Lo primero parecía imposible, sobre todo porque un niño de meses había perecido, y no habría sido capaz suicidarse. Lo segundo, poco probable.
No había personas extrañas y sospechosas en la calle ese día, la única extraña había sido una anciana que ni siquiera entró a las casas.
El único modo que sonaba lógico era que cada miembro de una familia estuviera involucrado en el hecho, pero no encontraron ningún motivo de peso para que esto fuera así. ¿Tenía que tratarse de una secta? ¿Cuáles eran las posibilidades de que todos en una calle pertenecieran a la misma secta? ¿De que hubiese, por lo menos, un chalado por cada familia que estuviera dispuesto a matar a un ser cercano?
Sin embargo, en los últimos tiempos todo era posible, hasta lo que costaba creer. No obstante, al investigar a cada familia no encontraron nada que arrojara luz sobre el caso.
Sumado a esto, las víctimas eran tan diferentes entre sí que no pudieron llegar a ninguna conclusión. Por lo menos, no sin recurrir antes a la imaginación. Algo que nadie quería. Estaba en juego la reputación de los detectives, y el posible pánico colectivo si las personas se enteraban de que había una amenaza que no podían mantener bajo control.
No era la primera cosa extraña que un detective en particular presenciaba, así que, sin poder olvidarse del misterio, encontró la posible conexión entre las víctimas.
Algunos no le habían dado importancia al hecho de que una mujer misteriosa, de avanzada edad y nunca antes vista había hecho una visita el mismo día en la calle donde se desarrolló el mencionado incidente.
Por tal motivo, algunos de los involucrados no la mencionaron siquiera. Así que, cuando el detective preguntó por la mujer, obtuvo la respuesta que había estado buscando. Todos habían recibido su visita, aunque no todos quisieron hablar con ella.
Los que sí le hablaron no recordaban exactamente qué les había dicho, pero concordaban en que a veces bajaba tanto la voz que las cosas que decía no podían entenderse, como si hablara en una lengua diferente. Tenía una mirada extraña, y todo en ella no generaba respeto y cariño como lo hacían las personas de mayor edad, sino miedo.
El detective no pudo dejar pasar el hecho de que al marcharse de la calle ocurrió el incidente que aterrorizó a todos. El misterio sin resolver que atormentaba a la ciudad.
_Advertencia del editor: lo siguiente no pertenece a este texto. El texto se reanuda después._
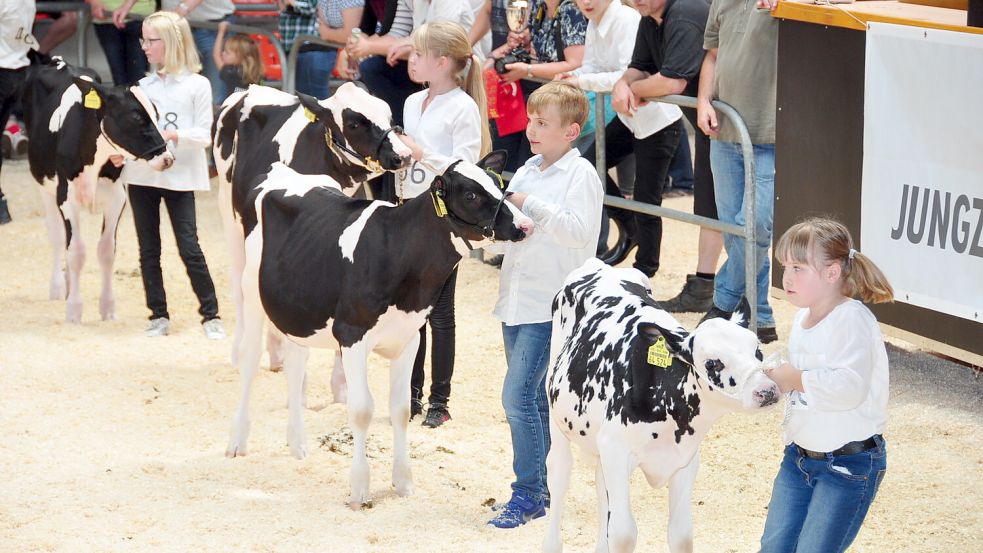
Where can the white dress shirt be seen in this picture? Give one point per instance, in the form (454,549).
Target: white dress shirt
(565,203)
(16,20)
(450,129)
(607,52)
(184,104)
(845,378)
Por lo menos a los que sabían que algo no andaba bien.
Por tal motivo pidió las grabaciones en las pocas casas que tenían cámara, y cuando las revisó, tuvo que verlas nuevamente para darse cuenta que en la hora que señalaban los involucrados al decir que habían recibido la visita no ocurría nada en realidad.
Es decir, esperaba ver a la mujer del bastón visitando cada casa. Frunció el entrecejo y miró de nuevo. Lo que vio fue a las personas abrir las puertas de sus hogares y quedarse parados hablando con la nada.
Cada "visita" duró entre cinco y seis minutos, luego, los dueños de las propiedades se despidieron y regresaron dentro.
Un escalofrío recorrió la espalda del detective, pero no era la primera vez que algo así ocurría en la ciudad, y tampoco sería la última en que un caso de este tipo se quedaría sin resolver.